The LO Comp Rule, which implements the DFA's statutory authority confirms this personal liability through its changes to Reg. Z's definitions. Specifically, the change to ? 1026.36 (a)(1)in the LO Comp Rule clarifies the definition of "loan originator" to mean either the individual LO or the company.

The following is from the CFPB's small business compliance guide which seeks to use plain language explanations for the Rule (although it still warns you that you need to see the actual Rule for details): "A "loan originator" is either an "individual loan originator" or a "loan originator organization." "Individual loan originators" are natural persons, such as individuals who perform loan origination activities and work for mortgage brokerage firms or creditors. "Loan originator organizations" are generally loan originators that are not natural persons, such as mortgage brokerage firms and sole proprietorships"

TILA is confusing for a lot of reasons, but one of the biggest areas of confusion in the LO Comp and Ability to Repay rules are the differing obligations imposed on "Creditors", "Loan Originators", and "Loan Originator Organizations". These definitions are critical in determining who is responsible for any obligation under TILA. LO comp is one of the few times where the obligation extends all the way down to the individual LO, but the liability is potentially huge.
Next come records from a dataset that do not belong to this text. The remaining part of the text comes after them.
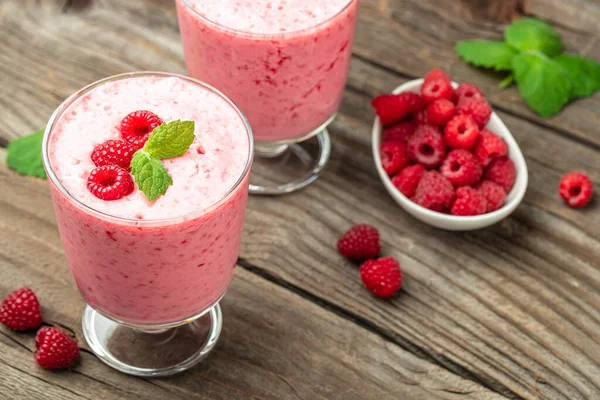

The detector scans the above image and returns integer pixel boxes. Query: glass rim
[42,71,254,227]
[178,0,356,38]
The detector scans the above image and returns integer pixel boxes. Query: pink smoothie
[176,0,359,142]
[45,74,252,326]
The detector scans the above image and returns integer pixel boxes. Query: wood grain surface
[0,0,599,399]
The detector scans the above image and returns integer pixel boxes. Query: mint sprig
[130,120,195,202]
[7,129,47,179]
[456,17,600,118]
[456,40,516,71]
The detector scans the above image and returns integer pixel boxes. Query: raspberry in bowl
[371,71,528,230]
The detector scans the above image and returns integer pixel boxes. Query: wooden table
[1,1,599,399]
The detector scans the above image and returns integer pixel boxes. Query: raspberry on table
[360,257,402,298]
[474,129,508,166]
[444,114,480,150]
[421,77,455,104]
[120,110,163,149]
[392,164,426,198]
[87,165,134,201]
[337,224,381,261]
[457,97,492,128]
[91,139,137,169]
[383,120,416,143]
[427,99,455,126]
[559,172,593,208]
[380,141,409,175]
[0,287,42,331]
[456,82,484,101]
[413,171,455,212]
[372,92,422,126]
[451,186,488,216]
[35,327,79,369]
[440,149,483,187]
[407,125,446,168]
[484,156,516,193]
[475,180,507,212]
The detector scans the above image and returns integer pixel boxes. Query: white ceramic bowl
[372,79,528,231]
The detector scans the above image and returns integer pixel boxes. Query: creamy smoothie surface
[184,0,354,34]
[49,75,250,220]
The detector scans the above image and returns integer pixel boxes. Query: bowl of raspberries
[371,69,528,230]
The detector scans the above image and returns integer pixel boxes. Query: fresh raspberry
[380,141,409,175]
[407,125,446,168]
[457,97,492,128]
[414,109,430,126]
[372,92,422,126]
[413,171,455,212]
[337,224,381,261]
[559,172,593,208]
[427,99,455,126]
[475,180,506,212]
[421,78,455,104]
[392,164,426,198]
[444,114,480,150]
[91,139,137,169]
[451,186,488,216]
[87,165,134,201]
[359,257,402,298]
[440,149,483,187]
[474,129,508,166]
[423,69,451,86]
[35,327,79,369]
[383,120,417,143]
[0,287,42,331]
[484,156,516,193]
[456,82,484,101]
[120,110,163,148]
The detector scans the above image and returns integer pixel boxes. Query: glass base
[249,129,331,195]
[82,304,223,377]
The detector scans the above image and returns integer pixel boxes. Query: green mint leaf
[130,151,173,202]
[505,18,562,57]
[456,40,517,71]
[499,74,515,88]
[6,129,47,179]
[553,54,600,98]
[143,120,195,159]
[512,51,572,118]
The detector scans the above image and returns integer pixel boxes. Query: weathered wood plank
[0,166,510,400]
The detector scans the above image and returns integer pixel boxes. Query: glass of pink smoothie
[176,0,359,194]
[42,72,253,376]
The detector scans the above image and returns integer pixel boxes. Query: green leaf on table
[130,151,173,202]
[143,120,195,159]
[456,40,517,71]
[512,51,572,118]
[553,53,600,98]
[6,129,47,179]
[505,18,562,57]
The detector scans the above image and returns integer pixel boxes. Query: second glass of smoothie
[176,0,359,194]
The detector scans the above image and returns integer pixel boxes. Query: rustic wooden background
[0,0,599,399]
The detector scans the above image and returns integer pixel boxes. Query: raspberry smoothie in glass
[176,0,359,194]
[42,72,253,376]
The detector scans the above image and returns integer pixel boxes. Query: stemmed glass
[176,0,359,194]
[42,72,253,376]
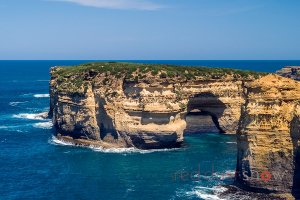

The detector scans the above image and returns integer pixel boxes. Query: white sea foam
[49,136,74,146]
[13,112,48,120]
[33,121,53,129]
[92,146,181,154]
[16,129,27,133]
[0,125,29,132]
[9,101,28,107]
[20,93,33,97]
[226,142,237,144]
[1,139,7,143]
[212,170,236,180]
[186,186,228,200]
[192,170,235,182]
[49,136,180,154]
[193,192,222,200]
[34,94,50,98]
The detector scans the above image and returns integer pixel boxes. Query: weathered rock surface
[49,62,260,149]
[49,63,300,198]
[236,74,300,198]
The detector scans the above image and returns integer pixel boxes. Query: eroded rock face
[50,65,251,149]
[236,74,300,197]
[50,63,300,197]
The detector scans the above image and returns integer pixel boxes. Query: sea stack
[236,74,300,198]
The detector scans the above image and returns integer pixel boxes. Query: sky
[0,0,300,60]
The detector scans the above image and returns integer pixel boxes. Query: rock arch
[184,92,226,134]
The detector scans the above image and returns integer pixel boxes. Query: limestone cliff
[50,62,300,198]
[49,62,262,149]
[236,74,300,198]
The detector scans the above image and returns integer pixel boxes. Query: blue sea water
[1,60,300,200]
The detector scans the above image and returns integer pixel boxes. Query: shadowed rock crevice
[95,97,119,141]
[290,116,300,199]
[235,102,252,190]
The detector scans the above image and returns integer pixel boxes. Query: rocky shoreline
[54,134,128,149]
[219,185,294,200]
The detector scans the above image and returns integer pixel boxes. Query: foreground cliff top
[51,62,266,94]
[52,62,265,79]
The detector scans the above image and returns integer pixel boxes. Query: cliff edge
[236,74,300,198]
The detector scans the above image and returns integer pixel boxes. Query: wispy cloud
[50,0,163,11]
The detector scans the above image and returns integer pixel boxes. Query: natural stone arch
[50,62,300,197]
[184,92,227,134]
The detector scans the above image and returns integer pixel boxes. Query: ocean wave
[49,136,75,146]
[13,112,48,120]
[186,186,228,200]
[0,125,29,132]
[49,136,180,154]
[192,186,253,200]
[92,146,180,154]
[33,94,50,98]
[33,121,53,129]
[20,93,33,97]
[9,101,28,107]
[212,170,236,180]
[192,170,235,181]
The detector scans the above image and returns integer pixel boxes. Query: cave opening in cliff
[184,93,226,134]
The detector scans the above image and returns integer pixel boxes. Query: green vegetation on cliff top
[52,62,266,94]
[53,62,266,79]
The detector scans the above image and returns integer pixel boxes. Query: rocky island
[49,62,300,199]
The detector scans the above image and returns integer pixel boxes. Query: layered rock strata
[49,62,261,149]
[50,63,300,198]
[236,74,300,198]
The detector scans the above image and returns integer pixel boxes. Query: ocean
[1,60,300,200]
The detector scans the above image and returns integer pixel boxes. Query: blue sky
[0,0,299,60]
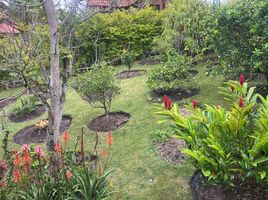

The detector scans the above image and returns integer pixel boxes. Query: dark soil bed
[116,70,146,79]
[8,105,46,122]
[155,138,186,165]
[0,97,17,108]
[150,88,199,102]
[89,111,130,132]
[13,115,72,144]
[138,58,160,65]
[190,171,268,200]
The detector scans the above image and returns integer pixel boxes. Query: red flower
[231,86,234,92]
[101,147,106,159]
[13,152,21,166]
[163,95,168,108]
[55,141,62,154]
[107,132,113,146]
[163,95,172,110]
[0,181,7,189]
[240,74,245,86]
[34,146,45,158]
[0,160,8,171]
[63,131,69,143]
[193,99,197,109]
[239,97,244,108]
[66,171,73,179]
[13,168,21,183]
[23,150,31,173]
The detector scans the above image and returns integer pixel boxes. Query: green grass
[0,61,225,200]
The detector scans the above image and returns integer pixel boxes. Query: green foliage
[121,50,135,71]
[155,0,208,60]
[207,0,268,79]
[11,95,39,117]
[75,7,162,67]
[156,80,268,186]
[147,54,195,92]
[73,63,120,114]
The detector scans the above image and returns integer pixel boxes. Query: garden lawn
[0,61,225,200]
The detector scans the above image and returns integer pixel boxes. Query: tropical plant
[11,96,39,117]
[147,54,195,93]
[155,76,268,186]
[73,63,120,114]
[121,50,135,71]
I don't know about the issue from the LO's perspective (ask an attorney; see below) - does the borrower have a life of loan defense? As best I understand it, the life of loan defense is true as it relates to foreclosure but the remedy is not a free house, it is three years of interest and other fees (loan, attorney) - a monetary judgment. So there shouldn't be any runs on any particular company.
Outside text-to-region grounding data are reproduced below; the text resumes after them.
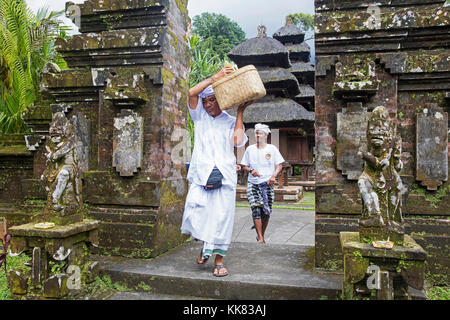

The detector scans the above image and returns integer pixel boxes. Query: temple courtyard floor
[82,194,344,300]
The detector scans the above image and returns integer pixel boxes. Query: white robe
[181,98,247,255]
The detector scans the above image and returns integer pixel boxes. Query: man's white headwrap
[198,85,215,99]
[255,123,271,135]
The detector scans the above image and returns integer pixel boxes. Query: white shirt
[187,98,248,187]
[240,144,285,185]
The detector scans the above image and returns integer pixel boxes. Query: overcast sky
[25,0,315,56]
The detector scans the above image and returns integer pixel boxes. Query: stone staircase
[93,241,343,300]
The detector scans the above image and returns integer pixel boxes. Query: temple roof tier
[257,67,301,97]
[285,43,311,62]
[229,95,314,125]
[228,36,291,68]
[273,24,305,44]
[288,61,315,86]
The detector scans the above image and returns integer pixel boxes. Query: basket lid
[212,65,258,88]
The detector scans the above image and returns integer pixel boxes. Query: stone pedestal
[340,232,427,300]
[8,219,100,299]
[277,162,292,188]
[359,224,404,246]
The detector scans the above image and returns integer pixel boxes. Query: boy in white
[240,123,284,243]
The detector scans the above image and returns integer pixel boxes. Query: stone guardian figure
[41,112,82,223]
[357,106,405,243]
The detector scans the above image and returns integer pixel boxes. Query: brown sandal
[213,265,228,277]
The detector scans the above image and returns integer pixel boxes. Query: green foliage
[192,12,246,60]
[188,33,224,88]
[427,286,450,300]
[49,260,66,274]
[293,166,303,176]
[96,275,132,292]
[287,13,315,32]
[0,0,70,134]
[0,254,31,300]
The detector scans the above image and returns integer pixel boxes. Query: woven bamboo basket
[212,65,266,110]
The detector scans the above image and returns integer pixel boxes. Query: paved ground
[104,203,330,300]
[232,207,314,246]
[102,241,341,300]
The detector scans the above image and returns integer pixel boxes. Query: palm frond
[0,0,67,133]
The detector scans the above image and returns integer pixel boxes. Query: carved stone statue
[41,112,82,223]
[357,106,405,243]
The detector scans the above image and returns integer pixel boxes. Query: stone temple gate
[314,0,449,285]
[0,0,191,259]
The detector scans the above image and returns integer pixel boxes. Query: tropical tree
[0,0,69,134]
[188,33,225,87]
[192,12,246,60]
[287,13,314,41]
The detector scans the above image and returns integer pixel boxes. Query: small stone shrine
[0,0,191,298]
[7,109,100,299]
[314,0,449,288]
[340,106,427,300]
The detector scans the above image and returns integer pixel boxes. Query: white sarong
[181,183,236,257]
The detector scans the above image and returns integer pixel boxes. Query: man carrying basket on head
[180,66,254,277]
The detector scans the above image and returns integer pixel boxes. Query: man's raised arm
[188,66,234,110]
[232,100,254,147]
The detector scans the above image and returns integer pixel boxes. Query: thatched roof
[285,42,311,62]
[257,67,300,97]
[228,95,314,125]
[289,61,315,74]
[228,37,291,68]
[295,84,315,99]
[288,61,315,85]
[294,85,315,112]
[273,25,305,44]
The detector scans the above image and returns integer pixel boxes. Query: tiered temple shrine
[228,20,316,199]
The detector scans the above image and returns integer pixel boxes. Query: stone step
[94,241,342,300]
[89,205,158,224]
[107,292,215,300]
[88,205,158,259]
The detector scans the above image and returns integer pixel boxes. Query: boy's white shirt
[240,143,285,185]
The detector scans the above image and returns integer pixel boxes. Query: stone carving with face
[357,106,405,242]
[41,112,82,219]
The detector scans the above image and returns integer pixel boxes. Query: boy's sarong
[246,182,274,216]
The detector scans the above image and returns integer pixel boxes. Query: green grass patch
[426,286,450,300]
[236,204,314,211]
[0,254,32,300]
Attorney Brad Hargrave (MedlinHargrave) writes, "Loan originator compensation is one area of Truth in Lending and Regulation Z wherein someone other than a creditor; namely, the loan originator, can also be held liable for a violation. The citation in support of this proposition is found at 15 USC ?1639b(d)(1) which provides, in pertinent part, that 'for purposes of providing a cause of action for any failure by a mortgage originator, other than a creditor, to comply with any requirement under this section, and any regulation prescribed under this section, section 1640 shall be applied with respect to any such failure by substituting 'mortgage originator' for 'creditor' each place such term appears in each such subsection.' And, ?1640 is that section of TILA that imposes civil liability for various TILA violations, including those sections regarding LO Compensation. (I have not addressed the recoupment and setoff issues in the event of foreclosure in the context of the LO, given that an LO would not be the party initiating the foreclosure; and thus, this section really isn't applicable to an LO)."
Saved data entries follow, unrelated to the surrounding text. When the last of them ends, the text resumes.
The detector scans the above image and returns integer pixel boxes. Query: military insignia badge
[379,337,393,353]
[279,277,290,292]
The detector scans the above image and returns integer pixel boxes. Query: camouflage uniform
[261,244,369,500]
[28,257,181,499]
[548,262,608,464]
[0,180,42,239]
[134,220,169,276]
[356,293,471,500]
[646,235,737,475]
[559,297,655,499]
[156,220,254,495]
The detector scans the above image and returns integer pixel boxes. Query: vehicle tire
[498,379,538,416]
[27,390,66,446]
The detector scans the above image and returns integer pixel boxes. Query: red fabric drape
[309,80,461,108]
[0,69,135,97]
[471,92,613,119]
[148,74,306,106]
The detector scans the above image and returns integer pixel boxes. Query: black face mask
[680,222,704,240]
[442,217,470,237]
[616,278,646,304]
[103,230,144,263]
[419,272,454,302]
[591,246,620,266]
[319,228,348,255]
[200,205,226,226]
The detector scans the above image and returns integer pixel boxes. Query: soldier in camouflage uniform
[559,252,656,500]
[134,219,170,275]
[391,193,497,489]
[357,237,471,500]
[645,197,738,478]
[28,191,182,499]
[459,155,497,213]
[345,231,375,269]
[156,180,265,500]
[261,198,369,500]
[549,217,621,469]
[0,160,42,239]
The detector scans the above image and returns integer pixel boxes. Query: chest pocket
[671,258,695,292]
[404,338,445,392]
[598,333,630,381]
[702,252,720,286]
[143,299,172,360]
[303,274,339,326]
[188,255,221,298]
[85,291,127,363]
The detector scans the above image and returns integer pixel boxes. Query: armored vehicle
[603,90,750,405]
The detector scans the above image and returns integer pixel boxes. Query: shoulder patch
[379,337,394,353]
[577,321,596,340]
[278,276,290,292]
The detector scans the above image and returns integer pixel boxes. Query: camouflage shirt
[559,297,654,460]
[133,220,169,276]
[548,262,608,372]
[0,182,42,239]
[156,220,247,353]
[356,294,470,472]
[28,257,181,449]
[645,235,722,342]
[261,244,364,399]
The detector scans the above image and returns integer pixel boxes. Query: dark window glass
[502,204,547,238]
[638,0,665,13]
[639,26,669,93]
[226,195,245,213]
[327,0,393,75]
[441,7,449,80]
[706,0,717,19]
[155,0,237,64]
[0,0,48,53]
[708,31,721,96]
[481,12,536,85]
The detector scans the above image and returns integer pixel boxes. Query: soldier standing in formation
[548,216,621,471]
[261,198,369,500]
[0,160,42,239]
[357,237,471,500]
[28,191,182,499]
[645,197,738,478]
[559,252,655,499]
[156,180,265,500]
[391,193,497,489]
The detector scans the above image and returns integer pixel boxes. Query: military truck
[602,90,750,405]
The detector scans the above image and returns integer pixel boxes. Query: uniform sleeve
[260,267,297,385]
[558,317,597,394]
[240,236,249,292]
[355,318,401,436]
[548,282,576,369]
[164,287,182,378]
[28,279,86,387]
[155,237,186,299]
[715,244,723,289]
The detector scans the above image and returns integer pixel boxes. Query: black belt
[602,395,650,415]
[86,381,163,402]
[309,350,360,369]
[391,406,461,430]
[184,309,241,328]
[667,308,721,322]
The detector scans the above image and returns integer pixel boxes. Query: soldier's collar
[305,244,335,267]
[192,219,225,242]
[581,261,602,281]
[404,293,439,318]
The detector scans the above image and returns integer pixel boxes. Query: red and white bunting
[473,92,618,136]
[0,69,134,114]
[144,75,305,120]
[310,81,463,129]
Mr. Hargrave's note continues, "The penalties are potentially severe. In an individual civil action brought by a consumer, the creditor who paid the violative compensation could be liable to the borrower for actual damages, plus twice the amount of any finance charge in the transaction (capped at $4,000), plus an amount equal to the sum of all finance charges and fees paid by the consumer (unless the creditor can demonstrate that the failure to comply is not material), plus reasonable attorneys' fees and court costs if the borrower were to prevail. The loan originator's exposure to such a claim (per 15 USC ? 1639b(d)(2))is the greater of actual damages to the consumer or three times the total amount of direct and indirect compensation paid to the LO in connection with the subject loan, plus the costs to the consumer of the action, including reasonable attorneys' fees. In addition, the CFPB could sue the creditor and the loan originator in Federal District Court and seek any one of a number of remedies, including restitution and/or disgorgement, and appropriate injunctive relief, as to all loans wherein the LO received unlawful compensation. It is also possible that the matter could be referred to another agency for enforcement."